Sortant du cadre de l'horreur pure, King accouche d'un gros bébé désespéré, un pavé nihiliste d'une noirceur déprimante.
Structurellement, on sent l'intérêt de l'auteur pour les séries télé modernes, avec son découpage net, précis et cliffhanger. L'influence télévisuelle se ressent dans la multitude de personnages, une rareté chez un auteur souvent monomaniaque. La psyché des persos est un peu plus poussée que d'habitude pour un King : l'effort est réel, les maladresses / lourdeurs seront pardonnées par les fans, les autres seront perplexes ou se gausseront.
Sur la forme, Under the Dome est un vrai bon morceau de littérature américaine moderne, imprégné de pop culture, chaleureux et enjoué dans l'écriture. Un réel paradoxe vu la noirceur du fond : il s'agit certainement du roman le plus noir et le plus désespéré jamais écrit par l'auteur, qui, on le sent, a perdu toutes ses illusions sur l'Amérique... et sa population. On a rarement vu héros aussi inutile et bad guys aussi bien traités.
Cette apologie écœuré de la prédation triomphante devrait, dans un monde idéal, résonner comme une alarme. Un roman de King où la conscience politique prend le premier rôle, qui l'eût cru ?

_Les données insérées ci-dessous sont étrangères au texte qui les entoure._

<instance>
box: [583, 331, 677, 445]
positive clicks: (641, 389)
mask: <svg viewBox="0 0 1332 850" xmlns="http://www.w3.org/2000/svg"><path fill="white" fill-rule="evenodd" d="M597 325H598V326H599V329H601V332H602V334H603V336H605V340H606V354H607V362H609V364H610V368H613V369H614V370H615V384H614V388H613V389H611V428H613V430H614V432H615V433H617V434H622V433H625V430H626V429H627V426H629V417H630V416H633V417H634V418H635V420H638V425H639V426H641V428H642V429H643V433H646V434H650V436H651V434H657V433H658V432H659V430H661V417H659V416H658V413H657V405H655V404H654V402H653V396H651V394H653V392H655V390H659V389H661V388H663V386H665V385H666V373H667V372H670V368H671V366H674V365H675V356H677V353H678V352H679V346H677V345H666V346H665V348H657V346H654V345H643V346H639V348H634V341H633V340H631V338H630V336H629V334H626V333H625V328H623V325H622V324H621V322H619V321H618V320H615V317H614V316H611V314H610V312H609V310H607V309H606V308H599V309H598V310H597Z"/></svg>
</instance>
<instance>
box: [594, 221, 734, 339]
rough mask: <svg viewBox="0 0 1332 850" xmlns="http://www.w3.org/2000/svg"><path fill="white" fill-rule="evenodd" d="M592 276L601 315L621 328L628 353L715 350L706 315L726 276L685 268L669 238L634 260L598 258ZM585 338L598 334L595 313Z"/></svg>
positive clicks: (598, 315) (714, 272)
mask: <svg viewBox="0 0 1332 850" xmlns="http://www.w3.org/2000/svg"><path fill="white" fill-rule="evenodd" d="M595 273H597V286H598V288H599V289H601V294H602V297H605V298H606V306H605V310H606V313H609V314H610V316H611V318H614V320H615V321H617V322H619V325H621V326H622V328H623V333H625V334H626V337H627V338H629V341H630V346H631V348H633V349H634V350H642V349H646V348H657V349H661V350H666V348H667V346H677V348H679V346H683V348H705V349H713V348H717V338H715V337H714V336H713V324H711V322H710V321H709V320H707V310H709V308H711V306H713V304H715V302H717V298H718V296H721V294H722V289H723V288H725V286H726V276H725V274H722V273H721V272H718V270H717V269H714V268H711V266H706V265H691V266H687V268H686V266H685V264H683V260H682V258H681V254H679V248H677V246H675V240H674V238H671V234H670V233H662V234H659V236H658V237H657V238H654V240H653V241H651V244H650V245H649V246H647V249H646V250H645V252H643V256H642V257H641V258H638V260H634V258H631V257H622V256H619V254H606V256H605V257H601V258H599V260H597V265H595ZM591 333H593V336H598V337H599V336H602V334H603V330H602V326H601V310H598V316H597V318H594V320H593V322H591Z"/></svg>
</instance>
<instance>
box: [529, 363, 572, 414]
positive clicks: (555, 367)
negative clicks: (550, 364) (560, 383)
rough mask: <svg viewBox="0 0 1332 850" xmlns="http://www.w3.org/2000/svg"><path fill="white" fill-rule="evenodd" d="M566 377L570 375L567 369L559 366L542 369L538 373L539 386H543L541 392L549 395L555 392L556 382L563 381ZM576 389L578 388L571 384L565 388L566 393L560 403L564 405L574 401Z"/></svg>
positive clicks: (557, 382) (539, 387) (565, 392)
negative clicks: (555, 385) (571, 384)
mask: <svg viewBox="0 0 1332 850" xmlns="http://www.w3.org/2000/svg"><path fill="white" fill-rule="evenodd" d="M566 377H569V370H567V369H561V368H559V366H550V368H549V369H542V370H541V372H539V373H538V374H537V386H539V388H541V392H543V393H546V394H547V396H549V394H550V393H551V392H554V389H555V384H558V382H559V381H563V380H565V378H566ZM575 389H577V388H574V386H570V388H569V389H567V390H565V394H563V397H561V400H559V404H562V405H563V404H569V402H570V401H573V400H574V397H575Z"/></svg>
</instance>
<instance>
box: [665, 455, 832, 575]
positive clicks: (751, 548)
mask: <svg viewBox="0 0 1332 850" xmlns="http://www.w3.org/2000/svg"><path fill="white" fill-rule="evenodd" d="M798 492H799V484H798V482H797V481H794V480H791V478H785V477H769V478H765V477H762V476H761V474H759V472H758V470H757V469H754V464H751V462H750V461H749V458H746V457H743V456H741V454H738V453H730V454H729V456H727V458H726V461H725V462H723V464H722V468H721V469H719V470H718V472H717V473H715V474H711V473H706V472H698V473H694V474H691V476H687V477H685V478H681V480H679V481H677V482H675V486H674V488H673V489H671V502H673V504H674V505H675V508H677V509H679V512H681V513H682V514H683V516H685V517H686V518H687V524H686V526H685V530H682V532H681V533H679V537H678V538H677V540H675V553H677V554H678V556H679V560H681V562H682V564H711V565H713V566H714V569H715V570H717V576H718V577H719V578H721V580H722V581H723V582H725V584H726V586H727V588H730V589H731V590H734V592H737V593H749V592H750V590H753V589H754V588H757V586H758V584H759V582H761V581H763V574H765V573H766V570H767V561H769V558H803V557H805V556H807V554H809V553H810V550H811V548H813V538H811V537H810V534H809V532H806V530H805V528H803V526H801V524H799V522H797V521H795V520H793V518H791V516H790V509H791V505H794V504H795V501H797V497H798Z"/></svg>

On regrettera le final deus ex machina un peu foireux mais on n'oubliera pas la cruauté et le manque de pitié de l'auteur envers ses personnages, on frissonnera devant cette froideur implacable.
King est en colère et communique sa rage -et son impuissance -sur plus de 1000 pages. Un chef-d'œuvre de misanthropie éclairée, travesti en roman de gare, qui cependant donne à son auteur une toute nouvelle envergure littéraire.